It's some kind of self-oscillating converter, yes. R905 gives positive feedback, making the Q901-Q903 area a power Schmitt trigger (with the current capacity of Q901!).
It's not going to be very fast, because the transistors are only turned off with base-emitter resistors. (Q901 is wired as an emitter follower and doesn't fully saturate, so at least it won't go terrifically slow.)
It won't be bistable, because the inductor will eventually charge up with more current than the circuit can handle, pulling it off. That is, if current rises to a few amperes, the switch node's voltage is pulled down, turning off Q903, and then Q902 and Q901. This incurs a large gulp of switching loss, as Q901 would dissipate on the order of 4A * 160V for a few hundred nanoseconds, and Q902 a smaller amount.
Anyway, bistable operation wouldn't make sense, because there's nothing else in the circuit to switch it on and off.
I don't think it will be monostable either, because when the transistors turn off, the switch node voltage falls slightly below GND (clamped by D991). When inductor current reaches zero, D991 begins to reverse bias. But it doesn't turn off instantly, it remains on for ~100ns (reverse recovery time). This causes the inductor current to reverse, so when the diode does turn off, the switch node voltage flings upwards again. Which turns on Q903, and so on.

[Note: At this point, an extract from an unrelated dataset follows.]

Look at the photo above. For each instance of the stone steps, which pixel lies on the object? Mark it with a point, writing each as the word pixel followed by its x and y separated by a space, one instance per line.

So, without plugging it in or simulating, my guess is it's an astable free-running oscillator, with the time constants defined by the inductance and the transistors' operating point, and maybe C907.
Q904 is the error amplifier. R908-R910 are the voltage sense divider (and R912, too), ZD902 (plus Q904 Vbe) is the reference voltage, and Q904 collector is the gain node. C907 may be for compensation, but the loop gain isn't very high anyway (maybe 20?) so it's probably not terribly unstable to begin with.
R902, R906 and R907 seem too large to do much, compared with the small value of R905. (R905 looks drawn in. Is it the correct value?) If as shown, then, R905 will keep Q903 quite close to the switch node voltage. In the 'on' state, D902 is reverse biased, and Q903 (base and emitter) is up around, say, 150V. In the 'discharge' state (D991 conducting), D902 is forward biased and ZD901 is dropping ~12V, keeping Q903 emitter around (B+) - 13V, so it will E-B avalanche with a rather large current (50mA?), which isn't good. Yeah, I don't think that resistor value is quite right.
Also, that should probably be D901?
Anyway, the overall operation is probably much like an astable multivibrator, with a bias tweak to its feedback arm, so the frequency and duty cycle are under control. Sort of a simplified version of modulating a 555 timer with pin 5.
Whether this wall of paragraphs actually helped your understanding, I don't know. In any case, check the most likely suspects: cap ESR, blown transistors, burned or out-of-spec resistors.